Substitute $R=8$ ohms and $V=12$ volts in $V=IR$.
We get $12=I\times 8$.
This gives $I=\frac{12}{8}$ amperes.
Now, calculate value of $I$ for $R=8.1$ ohms using $V=IR$.
Substitute $R=8.1$ ohms and $V=12$ volts in $V=IR$.
We get $12=I\times 8.1$.
This gives $I=\frac{12}{8.1}$ amperes.
Now, calculate the average rate of change of $I$ with respect to $R$ as follows:
$\dfrac{\Delta I}{\Delta R}=\dfrac{\frac{12}{8.1}-\frac{12}{8}}{8.1-8}=\dfrac{\frac{96-97.2}{8.1\times8}}{0.1}=\dfrac{\frac{-1.2}{64.8}}{0.1}=\dfrac{-12}{64.8}=\dfrac{-1}{5.4}$ amperes/ohm.
(b)
Firstly, solve $V=IR$ for $I$.
We get $I=\dfrac{V}{R}=VR^{-1}$.
Now, calculate the rate of change of $I$ with respect to $R$ at $R=8$ ohms.

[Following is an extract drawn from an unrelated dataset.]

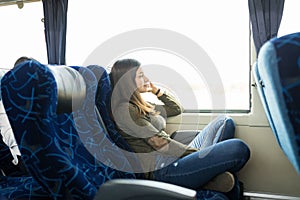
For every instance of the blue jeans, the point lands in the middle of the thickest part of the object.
(219, 152)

$\dfrac{dI}{dR}=\dfrac{d}{dR}(VR^{-1})=-VR^{-2}$.
Now substitute $V=12$ volts and $R=8$ ohms and then simplify.
$\dfrac{dI}{dR}=-12\times 8^{-2}=\frac{-12}{8^{2}}=\frac{-12}{64}=\frac{-3}{16}$ amperes/ohm.
(c)
Firstly, solve $V=IR$ for $R$.
We get $R=\dfrac{V}{I}=VI^{-1}$.
Now, calculate the rate of change of $R$ with respect to $I$ at $I=1.5$ amperes.
$\dfrac{dR}{dI}=\dfrac{d}{dI}(VI^{-1})=-VI^{-2}$.
Now substitute $V=12$ volts and $I=1.5$ amperes and then simplify.
$\dfrac{dR}{dI}=-12\times 1.5^{-2}=\frac{-12}{1.5^{2}}=\frac{-12}{2.25}=\frac{-1200}{225}=\frac{-16}{3}$ ohms/ampere.